Une pratique dénoncée par l'opposition - Blackburn utilise des avions nolisés pour se rendre dans sa circonscription
Mots clés : Nouveau Parti démocratique, Loi sur l'accès à l'information, Jean-Pierre Blackburn, Gouvernement, Transport, Canada (Pays)
Ottawa -- Le ministre du Travail, Jean-Pierre Blackburn, utilise des vols nolisés comme taxis pour faire le voyage entre Ottawa et sa circonscription et envoie les factures à l'Agence de développement économique du Canada pour les régions du Québec dont il est responsable.
Dans la moitié des cas, les appareils ont servi à transporter le ministre entre Ottawa et la base militaire de Bagotville, située dans la circonscription de Chicoutimi-Le Fjord, voisine de celle du ministre.
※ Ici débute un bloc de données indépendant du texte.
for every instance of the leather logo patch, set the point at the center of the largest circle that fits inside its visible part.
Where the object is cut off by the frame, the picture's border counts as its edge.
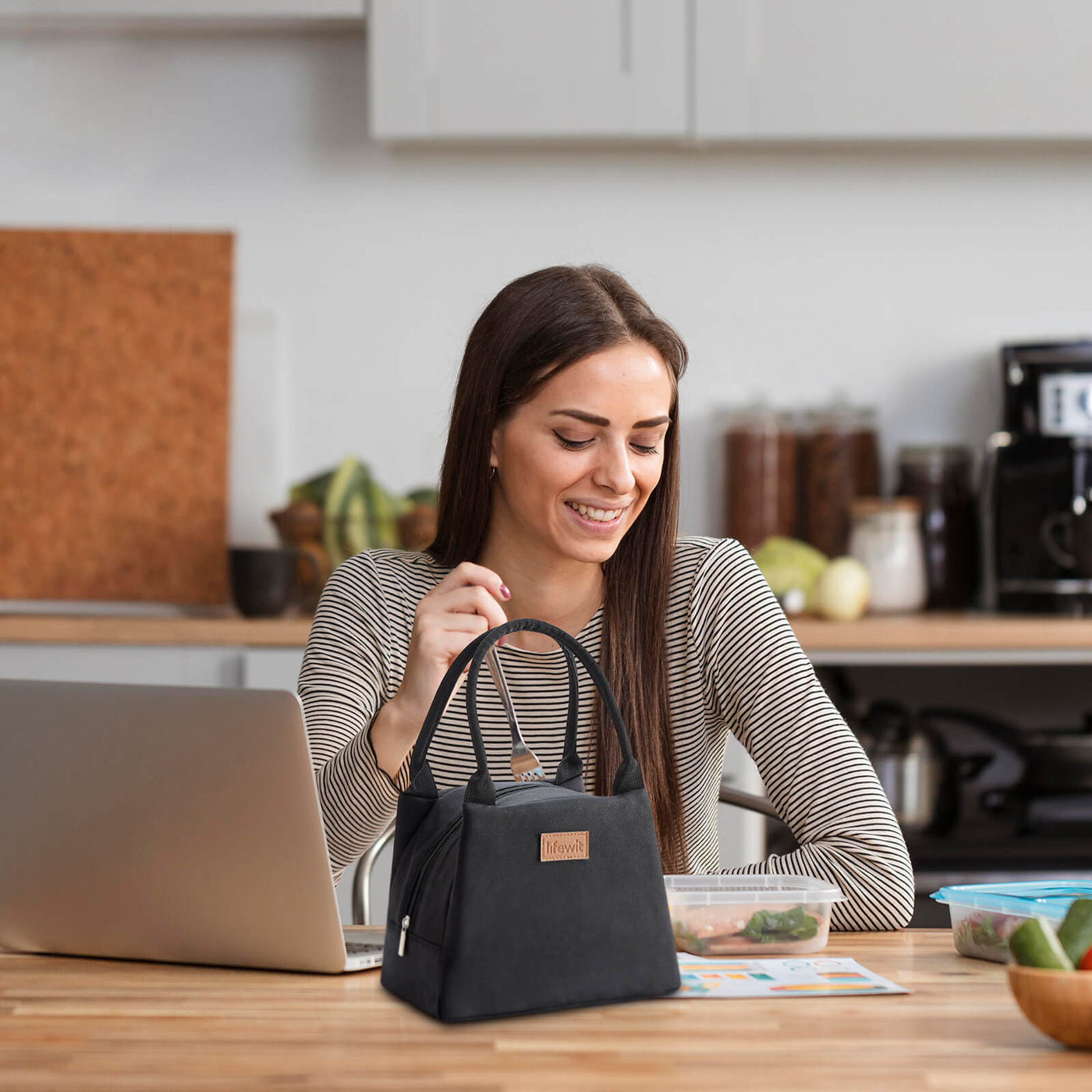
(565, 846)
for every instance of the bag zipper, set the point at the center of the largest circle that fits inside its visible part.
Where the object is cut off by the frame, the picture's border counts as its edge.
(429, 860)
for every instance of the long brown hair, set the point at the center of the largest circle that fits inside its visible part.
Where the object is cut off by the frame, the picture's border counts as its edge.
(531, 330)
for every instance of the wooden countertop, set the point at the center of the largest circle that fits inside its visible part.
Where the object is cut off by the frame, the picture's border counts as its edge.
(928, 633)
(70, 1023)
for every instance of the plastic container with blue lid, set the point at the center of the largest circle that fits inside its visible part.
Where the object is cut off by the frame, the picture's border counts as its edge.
(984, 915)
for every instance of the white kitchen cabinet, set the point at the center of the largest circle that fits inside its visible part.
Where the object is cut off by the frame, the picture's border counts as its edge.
(271, 668)
(161, 665)
(892, 69)
(495, 69)
(48, 10)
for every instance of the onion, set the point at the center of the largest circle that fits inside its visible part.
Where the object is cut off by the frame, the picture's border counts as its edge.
(842, 590)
La plupart du temps, le ministre était le seul passager.
Il n'a en effet emmené son attaché de presse avec lui qu'à trois reprises et il est arrivé que cette personne ne soit présente que pour une portion du voyage.
Pendant la session parlementaire du printemps dernier, le ministre a fait à trois reprises l'aller-retour entre Ottawa et Bagotville de manière à profiter du week-end dans sa circonscription aux frais des contribuables.
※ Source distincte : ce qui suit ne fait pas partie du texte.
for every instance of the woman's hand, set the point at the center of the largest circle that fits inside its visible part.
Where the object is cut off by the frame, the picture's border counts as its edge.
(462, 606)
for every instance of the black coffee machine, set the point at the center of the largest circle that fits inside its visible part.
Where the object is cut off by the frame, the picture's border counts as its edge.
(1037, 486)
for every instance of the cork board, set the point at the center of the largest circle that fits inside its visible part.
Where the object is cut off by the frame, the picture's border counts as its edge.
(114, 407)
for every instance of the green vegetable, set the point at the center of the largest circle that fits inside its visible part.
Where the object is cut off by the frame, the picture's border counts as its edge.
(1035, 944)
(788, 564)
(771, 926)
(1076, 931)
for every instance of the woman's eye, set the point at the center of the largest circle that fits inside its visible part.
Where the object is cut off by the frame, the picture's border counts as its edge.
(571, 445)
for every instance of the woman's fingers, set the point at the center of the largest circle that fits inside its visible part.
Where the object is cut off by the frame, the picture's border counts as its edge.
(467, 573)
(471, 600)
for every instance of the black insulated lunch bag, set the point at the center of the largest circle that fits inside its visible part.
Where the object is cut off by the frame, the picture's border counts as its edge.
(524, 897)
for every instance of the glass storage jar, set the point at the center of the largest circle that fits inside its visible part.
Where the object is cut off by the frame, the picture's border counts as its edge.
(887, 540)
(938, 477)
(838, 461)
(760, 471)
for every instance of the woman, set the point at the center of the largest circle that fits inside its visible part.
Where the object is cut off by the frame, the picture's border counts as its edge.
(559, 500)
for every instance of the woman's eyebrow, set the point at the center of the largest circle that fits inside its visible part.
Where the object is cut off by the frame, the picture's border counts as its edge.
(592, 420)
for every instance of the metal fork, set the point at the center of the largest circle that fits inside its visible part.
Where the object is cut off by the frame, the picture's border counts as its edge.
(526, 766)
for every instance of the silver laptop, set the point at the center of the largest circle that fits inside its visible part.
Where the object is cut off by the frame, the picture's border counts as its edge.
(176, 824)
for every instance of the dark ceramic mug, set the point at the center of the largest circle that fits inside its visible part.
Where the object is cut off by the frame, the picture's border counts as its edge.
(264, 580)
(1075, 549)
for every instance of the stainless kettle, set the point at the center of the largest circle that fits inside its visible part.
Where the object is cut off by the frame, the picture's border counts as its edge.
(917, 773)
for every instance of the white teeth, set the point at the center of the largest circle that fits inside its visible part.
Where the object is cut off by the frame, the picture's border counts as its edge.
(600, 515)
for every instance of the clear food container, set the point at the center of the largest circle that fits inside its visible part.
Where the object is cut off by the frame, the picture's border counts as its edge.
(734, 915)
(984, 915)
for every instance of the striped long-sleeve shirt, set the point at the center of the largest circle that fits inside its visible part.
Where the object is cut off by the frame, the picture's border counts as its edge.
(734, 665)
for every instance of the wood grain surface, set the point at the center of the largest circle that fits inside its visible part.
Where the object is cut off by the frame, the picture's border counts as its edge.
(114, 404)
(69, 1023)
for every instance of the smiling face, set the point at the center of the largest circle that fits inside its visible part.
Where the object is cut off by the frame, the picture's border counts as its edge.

Pour le député néo-démocrate Pat Martin, M. Blackburn manque de respect pour les Canadiens. «Pour un ministre du Travail, ce n'est clairement pas un homme du peuple s'il utilise des avions nolisés comme taxi pour aller dans son comté, a-t-il souligné. Je crois que ça ne cadre pas avec l'image que le premier ministre tente de donner de son nouveau Parti conservateur.»
Vols commerciaux
De l'avis de M. Martin, dans la mesure du possible, les députés devraient toujours prendre des vols commerciaux pour aller chez eux. «Nous devrions tous nous serrer la ceinture et faire preuve de retenue. Au lieu de ça [M. Blackburn] se comporte comme un vieux ministre de l'époque Mulroney», a-t-il insisté.
Le libéral Pablo Rodriguez abonde dans le même sens. Selon lui, rien ne justifie que des députés louent des avions pour retourner dans leur circonscription puisqu'ils disposent tous d'un budget leur permettant 64 allers-retours par an, à condition qu'ils réservent leur siège sur un vol commercial.
«Je veux bien que ça l'amuse, que ça soit bon pour son confort et pour étendre ses jambes mais la note finale est refilée au contribuable. C'est inacceptable», a-t-il déclaré.
L'opposition trouve aussi déplorable que les informations au sujet des vols nolisés n'apparaissent nulle part dans les formulaires de divulgation volontaire du ministre. Ils sont toutefois énumérés parmi d'autres contrats octroyés par Développement économique Canada.
Au cabinet de M. Blackburn, on assure que toutes les appareils ont été loués pour permettre au ministre de participer à des annonces de l'agence et qu'il est donc normal que les dépenses lui soient imputées.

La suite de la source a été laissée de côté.